According to Merriam-Webster, a career is:
1) a profession for which one trains and which is undertaken as a permanent calling
2) a field for or pursuit of consecutive progressive achievement especially in public, professional, or business life
In many ways, even the idea of consecutive progressive achievement is antithetical to living with chronic illness. Indeed, a huge part of the challenge of chronic illness is that we do not get better. There are no cures. There's no permanent recovery. There are no perfect solutions.
This is one of the hardest things for people without chronic illness to understand.
In most cases, living with chronic illness either means progressive worsening of underlying conditions and symptoms, or a cycle of symptomatic flares. One day you're fine, the next you're incapacitated.
So the idea of squeezing a chronically ill body into a career that moves in a consistently upward direction is the classic round peg, square hole conundrum.
What Does a Career With Chronic Illness Look Like?
As I've increasingly connected with other people living with chronic illness, I've asked people about their work. How do they pay the bills?
The answers vary. Some people have needed to go on disability. Others work remote salaried jobs. Some work part-time. Some run small businesses or have developed multiple creative income streams. But what's consistent is that we all have to be creative and adaptable. We have to ask questions able-bodied people don't ask. We have to always be doing the calculus of how much our bodies can handle, even when our minds want to do more.

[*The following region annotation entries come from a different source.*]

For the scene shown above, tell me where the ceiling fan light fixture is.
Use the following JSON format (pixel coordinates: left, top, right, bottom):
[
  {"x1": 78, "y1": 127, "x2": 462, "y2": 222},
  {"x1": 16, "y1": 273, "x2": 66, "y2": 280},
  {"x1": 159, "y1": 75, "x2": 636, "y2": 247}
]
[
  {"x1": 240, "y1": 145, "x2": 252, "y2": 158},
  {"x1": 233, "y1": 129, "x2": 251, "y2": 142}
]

What would this new definition of a career be?
1) the work one undertakes to pay the bills without making oneself sicker
2) a calling that is interesting and engaging, but not all-consuming
This is the definition of career that I am learning to embrace, even if it's not what I imagined a year ago.
When Letting Go Can Be Good
Here on this blog and in my daily life, I've been grappling a lot with the idea of letting go of the false image of myself as able-bodied. Letting go is different from giving things up, which is what I spent 18 years of my life with chronic migraines doing:
For me, the experience of finding and managing triggers has been like shaving off pieces of myself. Winnowing down my hopes and dreams. Making my world smaller and smaller.
Instead, letting go of pretending to be able-bodied has freed me up to ask bigger questions. Do I need a career in a traditional sense or is there another way to contribute to the world and pay the bills? What do I value most in my life? And how do I prioritize what I value? What work do I enjoy doing, and what work is annoying and draining?
The answer for me has been to start a business. This fall, I invested in a 60-day Nonprofit Consulting Boot Camp to develop my business, and it has been transformative. I let go of so many beliefs about what a career should be and discovered what it could be.
So I'm charting my own path. Since August, I've tried all kinds of consulting work:
I'm a research assistant for my favorite language learning company. I have learned so many incredible facts about languages—and rekindled my forgotten language-learning passion.
I'm writing grants for a couple nonprofit organizations. Grant writing has been my bread and butter for so long, it's been wonderful to be able to help organizations that are doing such great things.
I'm doing copywriting and SEO for a small business that works with mostly nonprofit clients. This is where I've discovered a brand new passion!
With each project and client, I let myself ask questions I never dared consider as a full-time salaried employee:
Am I enjoying this work?
Am I learning something and having fun?
Do I like working with this client? Or are they annoying?
Because my goal going forward is to do work that I enjoy, in a manner that works for me. I want to be able to say no and walk away from work that doesn't support my health. For me, that sounds like the ultimate luxury. And I'm going for it.